The day it happened I was sent screenshots of text messages from students whom I knew from Oxford to their parents as it occurred. Not knowing if they would make it out alive or see their family again. It was real, it was raw, and it was something that no parent or child should ever have to go through.
You don’t have to be struck by a bullet to be a victim. The amount of trauma this event will cause others over a long period of time is unmeasurable. While we honor and remember, the now four victims who have passed away (Hana St. Juliana, 14; Madisyn Baldwin, 17; Justin Shilling, 17, and Tate Myre, 16) I believe the entire school and community is a victim.
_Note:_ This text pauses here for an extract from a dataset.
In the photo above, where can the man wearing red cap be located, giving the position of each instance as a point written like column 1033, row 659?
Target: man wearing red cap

Every student is a victim. Their parents are victims. Teachers are victims. Siblings who attended elementary schools and junior high in Oxford are victims. Even the students in nearby districts like mine of Lapeer Community Schools are victims, as well as those in small towns all across America. Because “NO CHILD SHOULD BE IN FEAR OF OBTAINING AN EDUCATION AND ATTENDING CLASS BECAUSE THEY MAY BE SHOT.”
I want to take a moment to honor a young man who sacrificed himself so others may live, and that is 16-year old, Oxford H.S. student and football player, Tate Myre. Tate was one of the four students who was randomly killed in the tragic shooting. According to several, on scene, eye witness accounts, Tate heroically rushed the suspect and attempted to disarm him when he sustained gunshot wounds in the process.
Tate’s selfless act of bravery gave his classmates the time they needed to move away from the threat and to safety. These seconds saved lives! Tate was found critically wounded as the OCSO Deputies that responded to the scene carried Tate to a marked unit so they could immediately transport him to medical care. However, Tate did not make it to the hospital and died while they were trying to save this Hero.
People who knew Tate say that he was a hardworking and respectful young man, as well as a standout Junior athlete at Oxford High School. Tate had played on the school’s varsity football team since his freshman year and had the potential to play at the collegiate level after high school. Outside of the football field, Tate excelled academically as well by maintaining a 3.9 GPA. He had just returned from a visit to the University of Toledo this past weekend and had aspirations of attending Michigan State University, Grand Valley State University, Wayne State University or Texas A&M University to further his education and play football.
There has been talk about renaming the school’s “Wildcat Stadium” after Tate and I absolutely believe that this should be done immediately. Tate is a legend that I feel we should all remember for generations to come. Remember him for his extreme levels of intrepidity and valor. He sacrificed his life without regarding his, so that others may live. In the military, this act of bravery could warrant an award so decorated as a Silver Star, or even the Medal of Honor. However, Tate was a high school student, not a soldier. He was in his school, not on the battlefield. Yet he acted in a manner worthy of recognition for the lives he saved. Please take a good long look at this young man as……”This Is What A Hero Looks Like!”